The existence of
drug-resistant human immunodeficiency virus (HIV) viruses in patients receiving antiretroviral treatment urgently requires the characterization and development of new antiretroviral drugs designed to inhibit resistant viruses and to
complement the existing antiretroviral strategies against
AIDS. We assayed several natural or semi-synthetic
lupane-type
pentacyclic triterpenes in their ability to inhibit HIV-1
infection in permissive cells. We observed that the
30-oxo-calenduladiol triterpene, compound 1, specifically impaired R5-tropic HIV-1 envelope-mediated
viral infection and cell fusion in permissive cells, without affecting X4-tropic virus.

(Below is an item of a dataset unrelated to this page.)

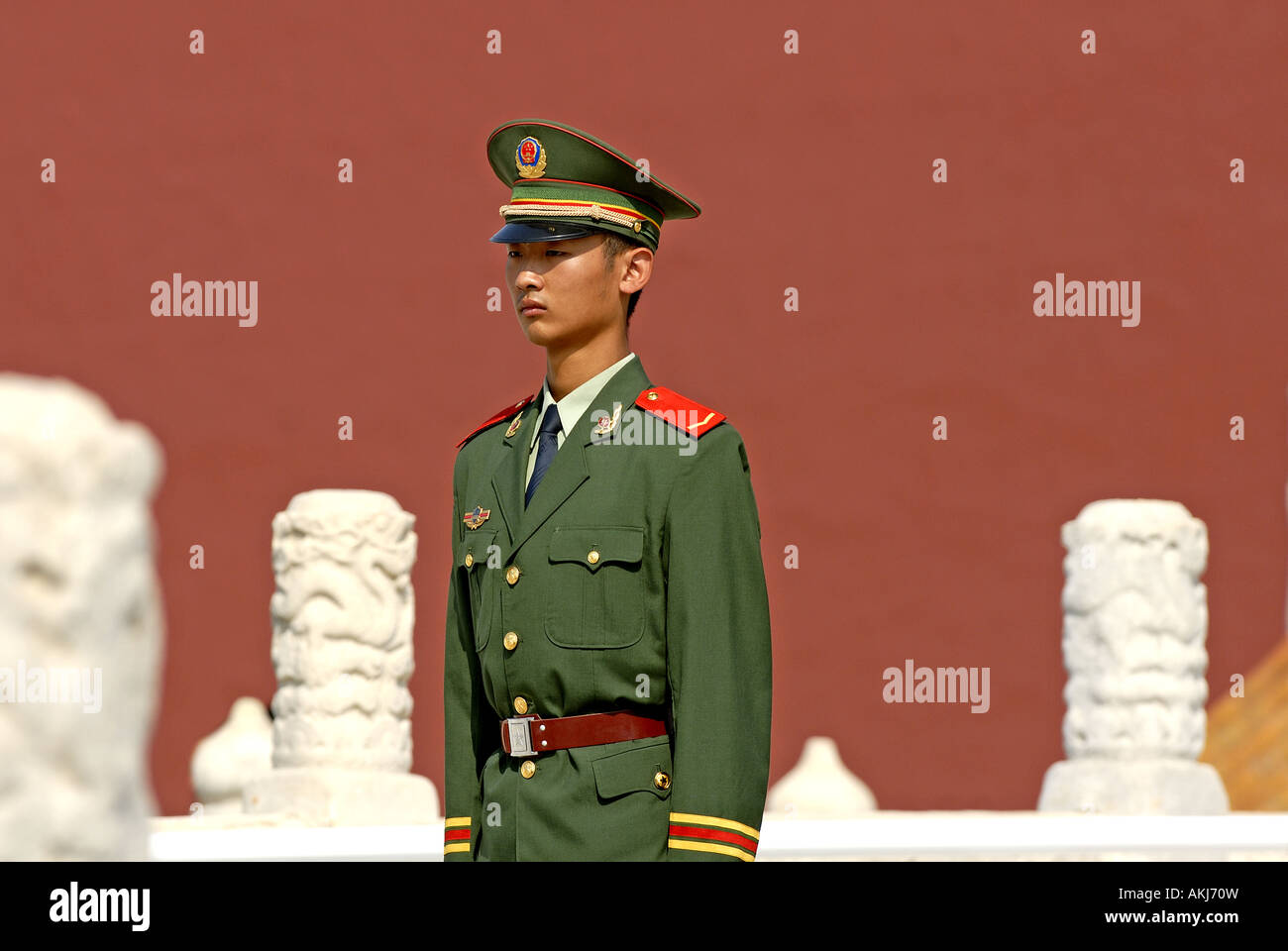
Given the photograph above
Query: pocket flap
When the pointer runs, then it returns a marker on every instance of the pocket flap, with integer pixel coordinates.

This
lupane derivative competed for the binding of a specific anti-CCR5
monoclonal antibody or the natural
CCL5 chemokine to the CCR5 viral coreceptor with high affinity.
30-oxo-calenduladiol seems not to interact with the
CD4 antigen, the main HIV receptor, or the CXCR4 viral coreceptor. Our results suggest that compound 1 is a specific CCR5 antagonist, because it binds to the
CCR5 receptor without triggering cell signaling or receptor internalization, and inhibits
RANTES (regulated on activation normal T cell expressed and secreted)-mediated CCR5 internalization, intracellular
calcium mobilization, and cell chemotaxis. Furthermore, compound 1 appeared not to interact with
beta-chemokine receptors CCR1, CCR2b, CCR3, or CCR4. Thereby, the 30-oxo-calenduladiol-associated anti-HIV-1 activity against R5-tropic virus appears to rely on the selective occupancy of the
CCR5 receptor to inhibit CCR5-mediated HIV-1
infection. Therefore, it is plausible that the chemical structure of
30-oxo-calenduladiol or other related dihydroxylated
lupane-type triterpenes could represent a good model to develop more potent anti-HIV-1 molecules to inhibit
viral infection by interfering with early fusion and entry steps in the HIV life cycle.